The parameters field is mounted as a a yaml file into the run for your code to access. To sweep through some of these parameters, the following code will load the above config, modify the parameters, and submit the run.

from mcli.sdk import RunConfig, create_run
import copy

# or create directly in python with RunConfig(...)
config = RunConfig.from_file('simple_sweep.yaml')
parameters = copy.deepcopy(config.parameters)

# Sweep over a few different values of 'foo'
runs = []
for foo in [0, 1, 2, 3, 4, 5]:
    # set the name of the run
    config.name = f'example-foo-{foo}'

    # Update the parameters
    # deepcopy for safety
    run_params = copy.deepcopy(parameters)
    run_params['foo'] = foo
    config.parameters = run_params

    # And run!
    run = create_run(config)
    print(f'Launching run {run.name} with foo {foo}')

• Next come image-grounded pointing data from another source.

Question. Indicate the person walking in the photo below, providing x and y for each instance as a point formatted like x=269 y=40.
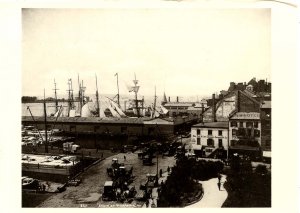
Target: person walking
x=219 y=186
x=219 y=177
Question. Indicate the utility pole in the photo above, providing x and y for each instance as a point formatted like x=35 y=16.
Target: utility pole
x=45 y=116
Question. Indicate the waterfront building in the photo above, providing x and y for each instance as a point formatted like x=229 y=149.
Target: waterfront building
x=206 y=138
x=245 y=133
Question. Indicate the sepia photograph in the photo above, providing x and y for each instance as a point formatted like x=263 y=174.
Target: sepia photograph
x=146 y=108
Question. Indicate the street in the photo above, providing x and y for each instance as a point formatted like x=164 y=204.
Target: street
x=88 y=193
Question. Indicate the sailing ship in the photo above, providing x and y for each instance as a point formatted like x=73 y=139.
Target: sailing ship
x=110 y=107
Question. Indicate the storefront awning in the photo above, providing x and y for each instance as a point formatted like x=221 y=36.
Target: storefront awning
x=249 y=148
x=267 y=154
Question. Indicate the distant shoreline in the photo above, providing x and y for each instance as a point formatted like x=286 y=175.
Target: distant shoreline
x=47 y=101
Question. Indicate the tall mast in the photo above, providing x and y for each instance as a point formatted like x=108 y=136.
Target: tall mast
x=72 y=97
x=82 y=93
x=136 y=91
x=45 y=116
x=97 y=98
x=69 y=96
x=118 y=89
x=154 y=105
x=79 y=95
x=56 y=102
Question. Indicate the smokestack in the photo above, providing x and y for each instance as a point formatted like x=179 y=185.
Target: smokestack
x=214 y=109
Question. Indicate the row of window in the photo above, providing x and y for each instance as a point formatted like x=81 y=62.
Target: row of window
x=210 y=142
x=245 y=133
x=252 y=143
x=209 y=132
x=241 y=124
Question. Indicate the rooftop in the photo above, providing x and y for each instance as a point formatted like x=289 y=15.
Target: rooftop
x=213 y=125
x=266 y=105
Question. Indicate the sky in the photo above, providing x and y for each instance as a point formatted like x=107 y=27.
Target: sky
x=184 y=52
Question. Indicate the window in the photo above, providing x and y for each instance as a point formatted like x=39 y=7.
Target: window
x=234 y=132
x=96 y=128
x=72 y=128
x=210 y=142
x=220 y=143
x=249 y=124
x=123 y=129
x=256 y=133
x=233 y=124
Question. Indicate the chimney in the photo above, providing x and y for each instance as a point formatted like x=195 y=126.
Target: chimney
x=214 y=109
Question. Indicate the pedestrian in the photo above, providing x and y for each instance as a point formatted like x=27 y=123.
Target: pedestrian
x=219 y=186
x=219 y=177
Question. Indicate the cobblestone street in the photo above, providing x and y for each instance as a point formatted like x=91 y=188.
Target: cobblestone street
x=88 y=193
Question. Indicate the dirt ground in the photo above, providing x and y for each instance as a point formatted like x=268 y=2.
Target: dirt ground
x=88 y=193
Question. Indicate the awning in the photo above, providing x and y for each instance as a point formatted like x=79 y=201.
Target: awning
x=249 y=148
x=267 y=154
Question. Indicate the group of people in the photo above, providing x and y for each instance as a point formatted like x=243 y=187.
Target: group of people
x=219 y=181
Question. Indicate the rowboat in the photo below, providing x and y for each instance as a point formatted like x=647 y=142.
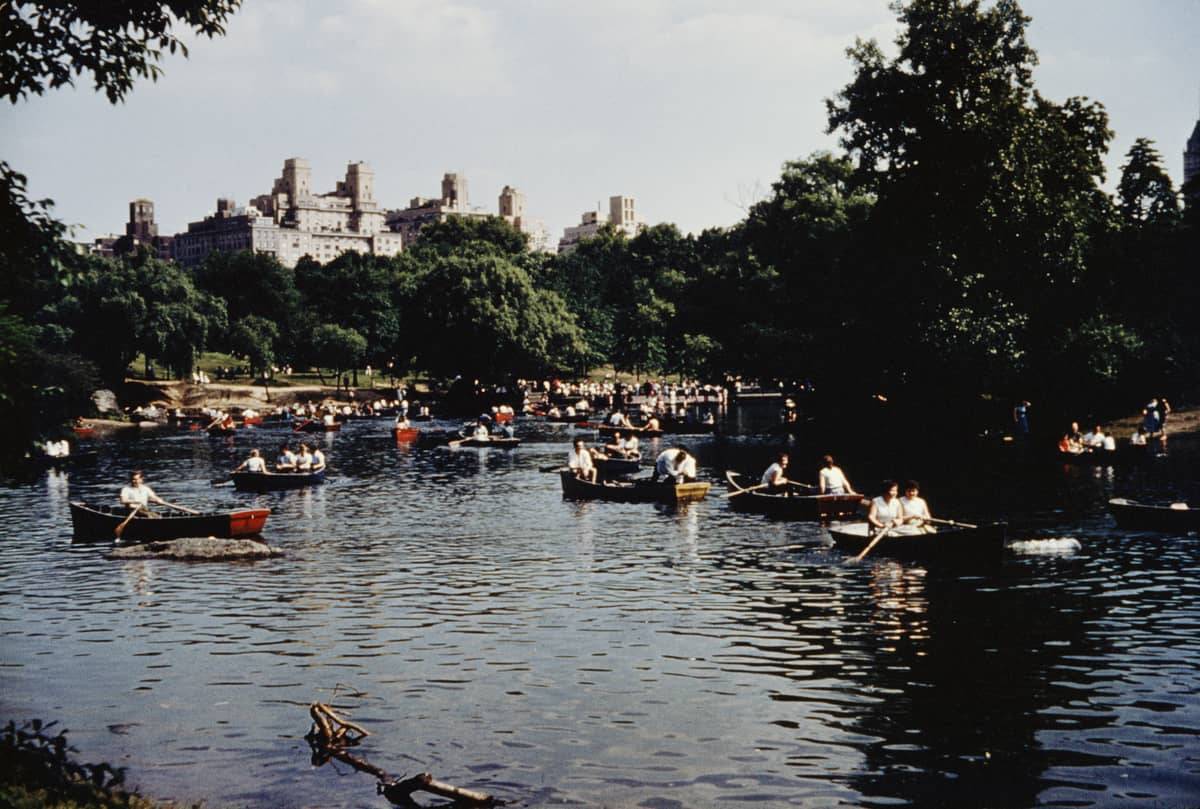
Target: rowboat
x=615 y=467
x=791 y=505
x=93 y=522
x=405 y=435
x=275 y=481
x=636 y=491
x=609 y=430
x=493 y=442
x=954 y=544
x=1176 y=517
x=312 y=425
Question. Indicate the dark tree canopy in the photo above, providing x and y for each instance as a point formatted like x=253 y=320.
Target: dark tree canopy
x=47 y=45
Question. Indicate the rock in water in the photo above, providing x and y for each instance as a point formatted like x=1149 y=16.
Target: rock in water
x=196 y=549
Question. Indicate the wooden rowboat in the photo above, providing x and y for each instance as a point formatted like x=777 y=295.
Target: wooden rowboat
x=636 y=491
x=1141 y=516
x=275 y=481
x=609 y=430
x=615 y=467
x=91 y=522
x=792 y=505
x=312 y=425
x=493 y=442
x=946 y=545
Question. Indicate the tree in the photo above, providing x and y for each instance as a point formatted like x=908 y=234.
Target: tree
x=337 y=348
x=46 y=45
x=255 y=339
x=988 y=195
x=1145 y=193
x=480 y=316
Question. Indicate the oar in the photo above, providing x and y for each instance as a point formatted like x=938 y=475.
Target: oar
x=749 y=489
x=120 y=528
x=873 y=544
x=949 y=522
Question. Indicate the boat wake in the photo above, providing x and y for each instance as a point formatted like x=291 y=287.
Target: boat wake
x=1049 y=546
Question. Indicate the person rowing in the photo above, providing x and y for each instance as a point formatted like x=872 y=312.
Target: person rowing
x=580 y=461
x=886 y=509
x=615 y=448
x=137 y=497
x=832 y=480
x=675 y=463
x=253 y=463
x=913 y=508
x=286 y=461
x=304 y=460
x=775 y=478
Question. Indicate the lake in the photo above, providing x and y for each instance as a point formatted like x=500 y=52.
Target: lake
x=599 y=654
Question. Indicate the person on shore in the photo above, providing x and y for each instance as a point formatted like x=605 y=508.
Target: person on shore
x=775 y=477
x=253 y=463
x=913 y=508
x=1069 y=444
x=139 y=496
x=580 y=461
x=832 y=480
x=885 y=510
x=1021 y=419
x=286 y=460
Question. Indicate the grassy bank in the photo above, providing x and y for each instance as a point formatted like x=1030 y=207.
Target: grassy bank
x=39 y=771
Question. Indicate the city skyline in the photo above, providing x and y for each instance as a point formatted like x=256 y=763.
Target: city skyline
x=688 y=107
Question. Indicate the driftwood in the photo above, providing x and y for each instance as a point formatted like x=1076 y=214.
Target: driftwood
x=331 y=733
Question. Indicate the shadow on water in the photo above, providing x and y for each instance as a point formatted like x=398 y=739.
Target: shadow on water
x=555 y=652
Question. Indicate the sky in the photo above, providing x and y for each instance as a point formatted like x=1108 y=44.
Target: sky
x=689 y=106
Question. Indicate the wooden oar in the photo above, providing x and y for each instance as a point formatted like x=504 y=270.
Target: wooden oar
x=949 y=522
x=873 y=544
x=120 y=528
x=748 y=489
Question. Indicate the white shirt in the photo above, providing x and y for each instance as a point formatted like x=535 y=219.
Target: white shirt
x=580 y=461
x=833 y=481
x=915 y=507
x=688 y=467
x=137 y=495
x=886 y=511
x=773 y=473
x=665 y=463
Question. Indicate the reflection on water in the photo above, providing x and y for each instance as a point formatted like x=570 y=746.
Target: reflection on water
x=612 y=654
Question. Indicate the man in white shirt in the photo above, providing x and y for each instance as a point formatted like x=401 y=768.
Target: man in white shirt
x=580 y=461
x=253 y=463
x=774 y=478
x=138 y=495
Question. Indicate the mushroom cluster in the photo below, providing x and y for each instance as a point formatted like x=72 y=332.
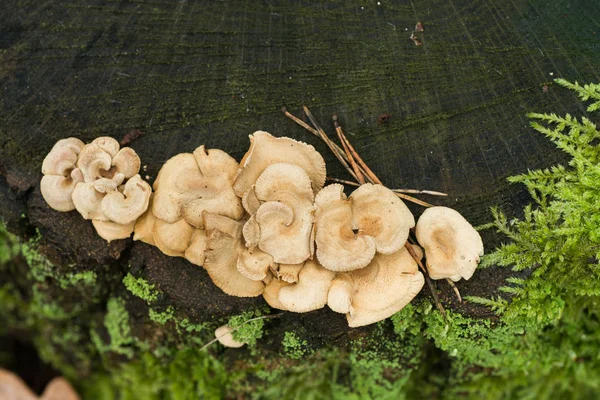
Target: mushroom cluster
x=99 y=180
x=267 y=226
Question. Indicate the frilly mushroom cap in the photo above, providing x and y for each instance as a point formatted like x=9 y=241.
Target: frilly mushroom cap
x=94 y=163
x=271 y=293
x=60 y=174
x=338 y=247
x=378 y=291
x=195 y=251
x=173 y=239
x=310 y=293
x=127 y=207
x=266 y=150
x=223 y=247
x=348 y=232
x=103 y=159
x=87 y=201
x=255 y=264
x=110 y=231
x=62 y=158
x=58 y=190
x=289 y=272
x=283 y=222
x=224 y=336
x=452 y=246
x=127 y=162
x=189 y=184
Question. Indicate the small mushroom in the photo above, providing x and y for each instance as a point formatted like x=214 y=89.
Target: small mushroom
x=452 y=246
x=110 y=231
x=348 y=232
x=224 y=335
x=189 y=184
x=223 y=247
x=379 y=290
x=60 y=174
x=283 y=222
x=310 y=292
x=266 y=150
x=124 y=208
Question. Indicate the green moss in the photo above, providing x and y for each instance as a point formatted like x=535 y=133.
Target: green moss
x=247 y=327
x=141 y=288
x=293 y=346
x=116 y=323
x=162 y=317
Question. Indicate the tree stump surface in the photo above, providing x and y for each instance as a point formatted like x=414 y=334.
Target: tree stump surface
x=191 y=73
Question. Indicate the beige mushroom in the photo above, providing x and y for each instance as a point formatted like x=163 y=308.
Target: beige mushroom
x=60 y=174
x=310 y=293
x=271 y=293
x=223 y=247
x=173 y=239
x=87 y=201
x=348 y=232
x=289 y=272
x=376 y=292
x=266 y=150
x=224 y=335
x=195 y=251
x=124 y=208
x=452 y=246
x=110 y=231
x=255 y=264
x=283 y=221
x=189 y=184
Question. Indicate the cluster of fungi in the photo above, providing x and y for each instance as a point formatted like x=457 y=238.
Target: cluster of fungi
x=268 y=225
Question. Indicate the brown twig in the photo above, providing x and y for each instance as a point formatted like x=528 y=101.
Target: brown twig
x=345 y=145
x=436 y=300
x=235 y=329
x=456 y=292
x=339 y=153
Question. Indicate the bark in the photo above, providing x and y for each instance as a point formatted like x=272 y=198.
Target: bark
x=191 y=73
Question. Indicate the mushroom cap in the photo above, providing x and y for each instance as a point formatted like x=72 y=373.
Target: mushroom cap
x=289 y=272
x=223 y=247
x=224 y=335
x=110 y=231
x=87 y=201
x=452 y=246
x=195 y=251
x=173 y=239
x=271 y=293
x=127 y=207
x=348 y=232
x=376 y=292
x=94 y=163
x=58 y=190
x=127 y=162
x=310 y=293
x=283 y=221
x=62 y=158
x=266 y=150
x=189 y=184
x=255 y=264
x=338 y=247
x=108 y=144
x=144 y=227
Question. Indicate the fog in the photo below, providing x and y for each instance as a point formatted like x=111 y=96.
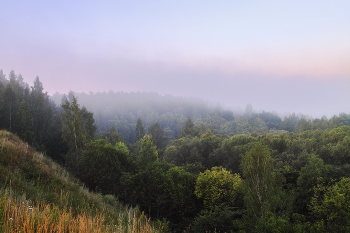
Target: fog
x=276 y=57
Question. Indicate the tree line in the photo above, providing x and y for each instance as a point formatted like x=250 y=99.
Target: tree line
x=194 y=168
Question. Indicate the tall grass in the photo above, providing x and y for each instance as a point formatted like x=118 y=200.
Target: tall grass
x=38 y=195
x=17 y=216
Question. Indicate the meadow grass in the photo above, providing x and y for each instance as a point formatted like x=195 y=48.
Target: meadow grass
x=38 y=195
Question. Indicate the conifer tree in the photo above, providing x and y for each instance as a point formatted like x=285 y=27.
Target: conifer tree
x=139 y=130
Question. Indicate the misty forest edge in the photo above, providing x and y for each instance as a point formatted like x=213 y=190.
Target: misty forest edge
x=186 y=165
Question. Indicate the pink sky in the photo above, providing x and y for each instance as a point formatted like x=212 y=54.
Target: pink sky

For more information about the python API, see Python API.


For more complicated sweep setups, we always recommend deep-copying the base parameters first, and then copying and modifying those base parameters for each element in the sweep. Otherwise, parameter changes may leak into other runs.

Fun with Futures#

Every method in the Python API comes with the optional argument future=False. Setting this to True causes an API call to return a concurrent.futures.Future for the actual return.

Futures allows you to, for example, return the submitted run as they complete.

from concurrent.futures import as_completed

wait_futures = [
    wait_for_run_status(run, status='completed', future=True)
    for run in runs

for run_future in as_completed(wait_futures):
    run = run_future.result()
    print(f'Run {run.name} has completed with status {run.status}')